David O'Shea schreef:
It says "The UNSTABLE (aka development) branch is what I refer to as the
development kernel (kernels with w suffix)." It looks like those kernels
actually have ".dev" or ".dbgdev" in them, right?
There doesn't seem to be a discussion of the naming convention for FreeCOM.
well, we have:
kernel 2034, 2035 released by Bart
kernel 2035A released by Jeremy
kernel 2035B by Jeremy (2035A + "stable features backported from 2035W)
kernel 2035W by Jeremy, experimental/development line
FreeCOM 0.82, 0.82patchlevel 1, 0.82pl2, 0.82pl3 by Steffen Kaiser
flavour 1: XMS-swapping, 8086+
flavour 2: KSSF-swapping, 8086+
FreeCOM 0.84prerelease (CVS) by Jeremy
flavour 1: XMS-swapping, 8086+, no LH, no ALIAS
flavour 2: XMS-swapping, 80186+, full-featured
flavour 3: KSSF-swapping, 8086+, full-featured, no binary available.
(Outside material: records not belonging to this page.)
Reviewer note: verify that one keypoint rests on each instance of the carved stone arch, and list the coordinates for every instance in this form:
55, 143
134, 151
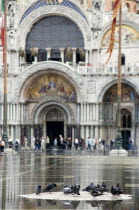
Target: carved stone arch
34, 116
42, 12
108, 26
109, 84
49, 67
I take it from the fact that we group the stable and development
kernel/freecom/sys separately that you should only use a stable kernel with
a stable freecom and a development kernel with a development freecom. Is
this correct? Maybe we shoudl say it explicitly. We should probably also
say that you can mix development and debug development files (at least I
assume that that is correct).
Everything may be mixed. What I'm afraid of is 80186+/80386+ binaries
which somehow end up being transferred to older machines
(8086). Then it might not work (kernel for example). That's why
8086-kernel and 8086-FreeCOM are provided by default.
Only (major!) drawback to that is no LH functionality in FreeCOM.